I spoke with Claire Pingel, the Chief Registrar at NMAJH, who mentioned a few letters she thought were connected to the Spanish flu, although she’s not sure. She did recommend contacting the Philadelphia Jewish Archives Center, which will have the archived documents of organizations such as the Jewish Welfare Board, but I have not yet gotten a chance to investigate their online collections descriptions or contact them directly. I hope to do that sometime this week! I also asked Claire if there are any plans to mention the flu epidemic in our upcoming exhibit about the US entering WWI, but she didn’t answer; I would guess the answer is no anyway.
I worry about not doing as much research as some of my classmates, especially since the topic is still so large/broad at this point, but I think once we start narrowing down our direction and Big Idea, it will be easier for me to know what kind of research to do.

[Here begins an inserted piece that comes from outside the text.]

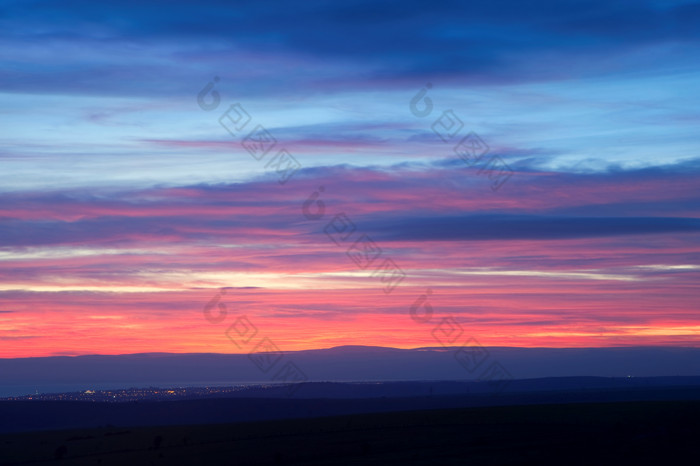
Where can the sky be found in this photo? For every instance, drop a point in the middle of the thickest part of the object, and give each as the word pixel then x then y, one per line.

I admit that this project fell a little off of the radar until recently. Most of my efforts have gone more towards determining what story I want to tell, as opposed to gathering research. (I realize that we’re not supposed to do too much research, but I really should have more perspectives than just the “official” ones!) There are two main narratives I’m deciding between:
- The significance and development of the Unknown Soldier concept – how can you honor every single person that has died during a war without overloading a person with thousands of names, or allowing a person to find names meaningful to them and ignore the rest?

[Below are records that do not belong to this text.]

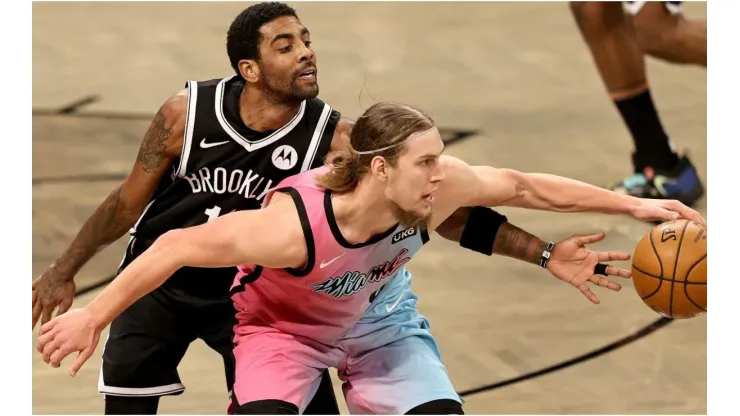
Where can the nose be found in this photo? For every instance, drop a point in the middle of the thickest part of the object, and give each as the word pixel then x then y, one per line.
pixel 438 175
pixel 306 54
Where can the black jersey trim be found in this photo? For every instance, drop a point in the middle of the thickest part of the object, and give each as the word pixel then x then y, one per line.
pixel 307 233
pixel 318 134
pixel 247 279
pixel 243 141
pixel 332 220
pixel 187 140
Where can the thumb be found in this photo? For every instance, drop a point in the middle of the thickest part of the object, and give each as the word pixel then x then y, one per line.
pixel 82 357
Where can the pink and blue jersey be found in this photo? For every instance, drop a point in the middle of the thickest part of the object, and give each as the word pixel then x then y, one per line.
pixel 326 297
pixel 351 308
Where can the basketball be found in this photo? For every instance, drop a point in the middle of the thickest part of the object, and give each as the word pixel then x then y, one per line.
pixel 669 269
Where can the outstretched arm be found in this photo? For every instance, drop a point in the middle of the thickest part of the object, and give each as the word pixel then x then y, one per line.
pixel 162 143
pixel 484 185
pixel 487 232
pixel 271 237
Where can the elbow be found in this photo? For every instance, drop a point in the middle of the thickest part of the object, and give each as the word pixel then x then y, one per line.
pixel 538 197
pixel 171 248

- Tying the Unknown Soldier into the object, which is similarly identity-less. Using the parallels between the two to understand the deeper meaning of the Unknown Soldier.
I imagine that the first narrative is more pertinent to the backstory itself, though I may come up with an object label draft with the second narrative if I have the time. Later this week, I plan to sit down with my materials, do some stream-of-consciousness writing, and come up with a backstory draft from there.
Image via Society of the Honor Guard. This is more Chelsea’s domain than mine, but I’m so fascinated by the Tomb Guards, their level of dedication and precision that have led to the Tomb being guarded for every minute since 1937.